Solving Heat Equation

Avitar · #1 $Old$ September 18th, 2008, 04:20 PM

Find a solution to the heat equation,

$\frac{{\partial u}}{{\partial t}}-k\frac{{\partial^2\ u}}{{\partial x^2}}=0$

(k>0 is a constant)
which takes the form

$u(x,t)=f(x-kt)$

for some $f(s)$ which is twice differentiable in s.

(Hint: find out the form that $f(s)$ must take by substituting $u(x,t)=f(k-xt)$ into the equation.)

I...dono what i'm supposed to do. We went over deriving the heat equation in class and proving a solution is unique, but not so much the actual solving part. How do I go about solving such kinds of problems?

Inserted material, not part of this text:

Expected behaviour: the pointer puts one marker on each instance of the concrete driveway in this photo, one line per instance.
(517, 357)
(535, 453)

shawsend · #2 $Old$ September 18th, 2008, 04:44 PM

The heat equation is generally solved by separation of variables: Assume a solution of the form: $u(x,y)=X(x)T(t)$ . That is, a product of a function of x and a function of t. Now, substitute the expression $X(x)T(t)$ into the PDE and obtain separate ODEs in terms of t and x. Solve those ODEs under suitable "well-posed" conditions (boundary and initial conditions) to arrive at a solution. I'd recommend "Basic Partial Differential Equations" by D. Bleecker and G. CSordas. Here's a well-posed problem:

$\textbf{D.E.}\quad u_t=ku_{xx}\quad 0\leq x\leq L,\; t\geq 0$

$\textbf{B.C}\quad u(0,t)=A(t)\quad u(L,t)=B(t)$

$\textbf{I.C}\quad u(x,0)=f(x)$

If you get into PDEs, always try to "pose the problem well" (correctly define the boundary and initial conditions). The style of these will change with the PDE.

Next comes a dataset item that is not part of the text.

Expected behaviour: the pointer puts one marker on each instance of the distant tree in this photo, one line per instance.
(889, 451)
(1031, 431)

ThePerfectHacker · #3 $Old$ September 18th, 2008, 07:52 PM

Quote:

Originally Posted by Avitar $View Post$

Find a solution to the heat equation,

$\frac{{\partial u}}{{\partial t}}-k\frac{{\partial^2\ u}}{{\partial x^2}}=0$

(k>0 is a constant)
which takes the form

$u(x,t)=f(x-kt)$

for some $f(s)$ which is twice differentiable in s.

(Hint: find out the form that $f(s)$ must take by substituting $u(x,t)=f(k-xt)$ into the equation.)

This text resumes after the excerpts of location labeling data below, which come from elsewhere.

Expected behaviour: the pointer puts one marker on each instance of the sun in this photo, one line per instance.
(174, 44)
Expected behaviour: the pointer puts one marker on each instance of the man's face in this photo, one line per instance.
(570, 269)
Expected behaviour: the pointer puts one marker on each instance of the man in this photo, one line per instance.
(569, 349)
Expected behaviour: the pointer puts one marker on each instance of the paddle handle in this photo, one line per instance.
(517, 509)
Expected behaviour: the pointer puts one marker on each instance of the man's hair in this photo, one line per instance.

$u_t = -kf'(x-kt)$ and $u_x = f'(x-kt)$ and $u_{xx} = f''(x-kt)$ .

Substitute that,
$k f'(x-kt) - kf''(x-kt) = 0 \implies f'(x-kt) = f''(x-kt)$ .
Since $x-kt$ can be made any number is means,
$f ' ( z) = f'' (z)$ for any number $z$ .
Thus, $f ' (z ) = ae^z \implies f(z) = ae^z + b$ .
Thus, $f(x-kt) = ae^{x-kt} + b$ for some constants $a,b$ .

Avitar · #4 $Old$ September 18th, 2008, 08:48 PM

Alright, I see what you did there. That helps enormously, thanks. Although, I have to ask what happened to the negative sign from finding the partial with respect to u during the substitution? Is there something I don't know about that lets us disregard it, or should it still be there?